Plus tard, après Shibuya, après Harajuku, il y a eu la Yamanote. Le train comme un refuge. Et des conversations que je peux ne pas entendre.

"Penché sur le feu de braises qu'on avait placé dans sa chambre avec la première neige, Shimamura se dit que précisément il était peu vraisemblable qu'il revienne jamais en partant d'ici."

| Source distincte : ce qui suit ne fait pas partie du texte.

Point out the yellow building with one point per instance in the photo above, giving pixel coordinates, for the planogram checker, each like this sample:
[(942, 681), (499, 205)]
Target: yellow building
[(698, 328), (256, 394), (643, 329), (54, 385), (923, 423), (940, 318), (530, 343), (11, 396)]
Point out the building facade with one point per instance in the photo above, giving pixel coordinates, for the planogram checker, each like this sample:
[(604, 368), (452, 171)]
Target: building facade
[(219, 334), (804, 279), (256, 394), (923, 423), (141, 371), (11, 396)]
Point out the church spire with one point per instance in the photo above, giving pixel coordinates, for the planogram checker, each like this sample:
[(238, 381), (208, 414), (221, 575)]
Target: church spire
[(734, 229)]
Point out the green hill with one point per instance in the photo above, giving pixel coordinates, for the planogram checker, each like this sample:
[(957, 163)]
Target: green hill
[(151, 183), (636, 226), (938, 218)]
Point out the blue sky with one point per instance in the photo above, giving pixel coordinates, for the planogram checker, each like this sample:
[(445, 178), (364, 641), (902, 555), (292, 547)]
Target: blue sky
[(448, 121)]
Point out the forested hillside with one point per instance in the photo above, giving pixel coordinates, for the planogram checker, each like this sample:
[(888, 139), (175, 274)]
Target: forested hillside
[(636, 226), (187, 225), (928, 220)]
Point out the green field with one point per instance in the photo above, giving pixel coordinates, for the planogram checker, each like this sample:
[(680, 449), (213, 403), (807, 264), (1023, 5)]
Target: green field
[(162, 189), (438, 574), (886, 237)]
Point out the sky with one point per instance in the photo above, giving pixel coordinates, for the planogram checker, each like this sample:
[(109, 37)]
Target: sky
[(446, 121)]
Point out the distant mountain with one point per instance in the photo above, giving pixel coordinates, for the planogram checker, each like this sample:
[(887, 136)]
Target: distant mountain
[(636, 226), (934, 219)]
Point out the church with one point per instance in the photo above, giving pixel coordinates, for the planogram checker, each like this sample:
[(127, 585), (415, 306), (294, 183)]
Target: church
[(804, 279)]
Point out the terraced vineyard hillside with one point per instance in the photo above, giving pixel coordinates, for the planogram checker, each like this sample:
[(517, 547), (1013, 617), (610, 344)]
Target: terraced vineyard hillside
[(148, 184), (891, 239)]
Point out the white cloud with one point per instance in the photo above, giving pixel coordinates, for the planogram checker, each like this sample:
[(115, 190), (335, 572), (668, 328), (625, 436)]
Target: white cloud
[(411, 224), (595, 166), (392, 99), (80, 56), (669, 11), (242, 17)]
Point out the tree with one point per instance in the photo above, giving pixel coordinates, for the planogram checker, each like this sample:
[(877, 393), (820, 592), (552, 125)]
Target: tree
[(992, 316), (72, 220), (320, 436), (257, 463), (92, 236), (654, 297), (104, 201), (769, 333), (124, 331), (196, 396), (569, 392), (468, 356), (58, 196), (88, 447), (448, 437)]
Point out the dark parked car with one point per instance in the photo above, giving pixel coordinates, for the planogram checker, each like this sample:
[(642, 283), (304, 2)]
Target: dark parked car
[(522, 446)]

Il lit, lui aussi. Mon genou contre le sien. Mon coude contre le sien. Et c'est juste doux. Et je voudrais rester là longtemps, dans ce wagon, dans ce pays, dans ce livre et contre lui.
Mais il descend à Ikebukuro.

"Partir. Son heure était venue."
(Yasunari Kawabata. Pays de neige)

3 commentaires:

Anonyme a dit…

Elle était seule, elle avait un piercing sur le nez, et le nez plongé dans son livre.
Elle nous suivait de près, de très près même, et tout comme nous, elle a passé une heure en France...
Au pays des cloisons en papier, les murs ont des oreilles...
Si elle a passé un bon moment cette fois-ci, nous lui donnons rendez-vous dans deux semaines pour une deuxième heure en France!

Gwen a dit…

J'ai fini mon livre dans la Yamanote. J'en aurai un autre dans deux semaines mais j'essaierai de passer moins d'une heure en France... et je scruterai les anonymes qui me précèdent !

Anonyme a dit…

Yuki Guni ! en lettres noires sur fond blanc, de 1991, me révèle l’auteur et ses fondus enchaînés ; ses pauses avec le temps, miroir des plans fixes du cinéma d’Ozu découvert il y a encore trop peu. Pages vierges qui te laissent vivre seul ce drame trop humain ; non, nous ne serons jamais Shimamura : c’est un roman d’ailleurs, d’une autre culture et d’un autre temps qui pourtant nous racontent un peu trop ce que serait notre ici ; nos passions et peut-être notre histoire. Lecture de Nuée, essai de tristesse et de beauté, abandon du grondement de la montagne, oui relecture de Meijin, non rien y fait : ce pays de neige m'a parlé et ses glaces me renvoient une image : Yuki Guni, en fond blanc sur lettres noires, de 1991 me révèle l’auteur enchaîné.